In other words centralisation is the antithesis of democracy. And what’s more, the assumption that it is somehow more efficient than a decentralised system is misguided. Centralising tasks that initially belonged to two people into the hands of one is bound to result in prioritisation, and perhaps even neglect. Centralisation in government, by furthering the divide between state and people, results in extreme prioritisation.

The UK has responded to this extreme prioritisation with an explosion in the number of single issue parties and independent candidates. It’s believed that if this centralised way of doing things is the only way then the only solution must be to fragment. But that’s simply not true. There are three options: keep the system as it is; encourage fragmentation; or decentralise and enact democratic reforms.

A certain degree of fragmentation could work, but only if the entire political and electoral system was geared towards this. Many large democracies, such as India, the US and the UK use ‘First Past The Post’ electoral systems, in which fragmented parties effectively stand for the exclusion of those people who don’t have an interest in their ‘issue’. If person X was elected in constituency Y specifically in order to represent those 20% of people who care about issue Z, then who would represent the other 80%? Thus to allow single issue parties to exist, while not harming democracy in any way, decentralisation and democratic reform must be practised.

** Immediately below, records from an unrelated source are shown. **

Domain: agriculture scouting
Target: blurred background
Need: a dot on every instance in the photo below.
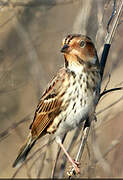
(30, 40)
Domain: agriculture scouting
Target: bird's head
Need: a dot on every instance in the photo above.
(78, 50)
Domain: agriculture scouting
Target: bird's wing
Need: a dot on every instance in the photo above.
(49, 105)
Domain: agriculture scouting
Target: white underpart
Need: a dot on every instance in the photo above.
(81, 110)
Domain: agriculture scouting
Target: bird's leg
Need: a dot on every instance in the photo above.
(74, 163)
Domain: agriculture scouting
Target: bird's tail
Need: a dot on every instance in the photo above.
(24, 151)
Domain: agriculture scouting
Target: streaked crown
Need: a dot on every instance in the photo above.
(79, 48)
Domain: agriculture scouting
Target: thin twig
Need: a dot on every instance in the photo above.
(38, 150)
(5, 133)
(56, 159)
(73, 140)
(102, 65)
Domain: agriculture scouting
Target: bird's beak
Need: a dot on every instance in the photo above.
(65, 48)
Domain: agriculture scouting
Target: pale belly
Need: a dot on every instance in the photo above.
(80, 102)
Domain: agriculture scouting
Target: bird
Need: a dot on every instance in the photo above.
(70, 97)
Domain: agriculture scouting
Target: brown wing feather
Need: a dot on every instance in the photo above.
(49, 106)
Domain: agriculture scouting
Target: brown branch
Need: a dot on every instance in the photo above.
(34, 3)
(105, 53)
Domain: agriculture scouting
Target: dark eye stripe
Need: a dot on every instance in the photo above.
(70, 37)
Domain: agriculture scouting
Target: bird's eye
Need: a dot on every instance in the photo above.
(82, 43)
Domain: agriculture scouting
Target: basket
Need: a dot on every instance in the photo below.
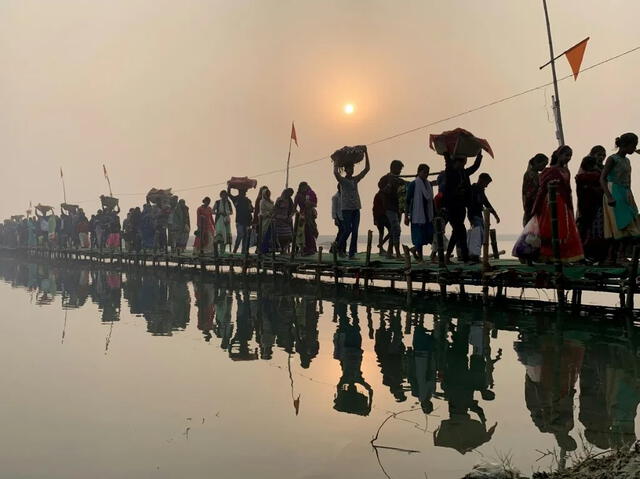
(158, 196)
(109, 202)
(348, 156)
(458, 143)
(242, 183)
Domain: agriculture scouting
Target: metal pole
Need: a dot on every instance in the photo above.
(286, 184)
(560, 132)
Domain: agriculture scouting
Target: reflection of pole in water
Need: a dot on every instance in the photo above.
(64, 328)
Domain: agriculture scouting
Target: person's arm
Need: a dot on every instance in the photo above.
(367, 166)
(336, 173)
(476, 165)
(487, 204)
(608, 166)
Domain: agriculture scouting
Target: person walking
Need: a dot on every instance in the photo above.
(420, 211)
(590, 214)
(205, 236)
(531, 183)
(621, 222)
(244, 217)
(350, 204)
(455, 200)
(389, 184)
(478, 201)
(222, 211)
(338, 220)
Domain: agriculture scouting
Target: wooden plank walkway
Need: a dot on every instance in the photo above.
(366, 269)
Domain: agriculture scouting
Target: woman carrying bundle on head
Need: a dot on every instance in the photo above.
(621, 222)
(222, 209)
(267, 242)
(206, 228)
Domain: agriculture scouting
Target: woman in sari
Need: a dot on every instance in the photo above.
(570, 244)
(621, 221)
(266, 222)
(590, 218)
(223, 211)
(206, 228)
(530, 184)
(283, 212)
(306, 201)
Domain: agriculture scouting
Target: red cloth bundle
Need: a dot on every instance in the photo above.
(459, 142)
(242, 183)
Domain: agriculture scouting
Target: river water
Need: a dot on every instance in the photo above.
(155, 374)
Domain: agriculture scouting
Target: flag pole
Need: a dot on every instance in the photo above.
(286, 183)
(64, 189)
(556, 100)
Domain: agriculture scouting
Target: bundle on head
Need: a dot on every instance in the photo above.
(69, 208)
(242, 183)
(43, 208)
(348, 156)
(108, 202)
(158, 196)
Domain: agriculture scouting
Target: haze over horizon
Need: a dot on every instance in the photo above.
(182, 94)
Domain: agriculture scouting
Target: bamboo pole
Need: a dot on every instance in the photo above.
(407, 272)
(494, 243)
(555, 241)
(633, 275)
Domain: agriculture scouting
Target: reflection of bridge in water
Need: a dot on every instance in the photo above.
(433, 351)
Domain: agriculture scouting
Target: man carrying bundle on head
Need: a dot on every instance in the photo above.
(346, 158)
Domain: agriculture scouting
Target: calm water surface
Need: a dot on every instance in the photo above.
(150, 374)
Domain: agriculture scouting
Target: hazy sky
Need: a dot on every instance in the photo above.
(184, 93)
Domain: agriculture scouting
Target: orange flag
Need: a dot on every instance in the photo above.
(574, 56)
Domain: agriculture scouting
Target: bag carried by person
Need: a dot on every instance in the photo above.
(528, 244)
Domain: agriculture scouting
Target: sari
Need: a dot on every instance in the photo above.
(590, 217)
(620, 221)
(530, 184)
(570, 244)
(267, 226)
(222, 210)
(283, 212)
(206, 230)
(307, 233)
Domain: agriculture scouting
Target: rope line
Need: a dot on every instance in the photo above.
(409, 131)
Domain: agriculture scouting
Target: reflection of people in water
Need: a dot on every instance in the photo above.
(223, 327)
(106, 291)
(265, 335)
(552, 366)
(390, 352)
(422, 367)
(239, 349)
(459, 383)
(205, 303)
(609, 394)
(306, 327)
(347, 342)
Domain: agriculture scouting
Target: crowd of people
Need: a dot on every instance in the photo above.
(601, 230)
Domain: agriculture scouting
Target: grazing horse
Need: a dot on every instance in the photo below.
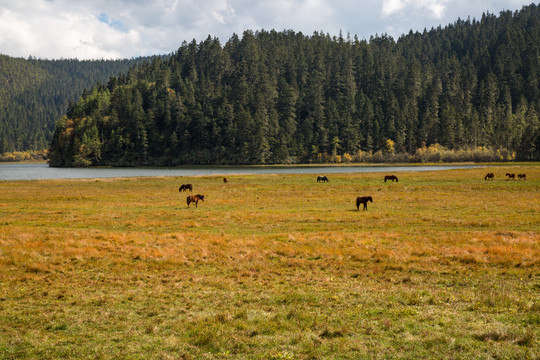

We have a party system in the UK, because it’s recognised that you need lots of people working together at the national level (more independence at the local level would be preferable) in order to get things done. But on the same principle we should also recognise that there is a limit to what any one person can achieve by themselves. Simply put, if you focus too much power in the hands of the executive then they will start to miss things, even if they don’t mean to. This is why I term what we have at present ‘extreme prioritisation’. It’s creating a system in which the executive is climbing further and further up the cliff-face, and giving themselves much further to fall. The clear alternative is democratic reform, which is far more decentralised, far more inclusive, and thus far more effective.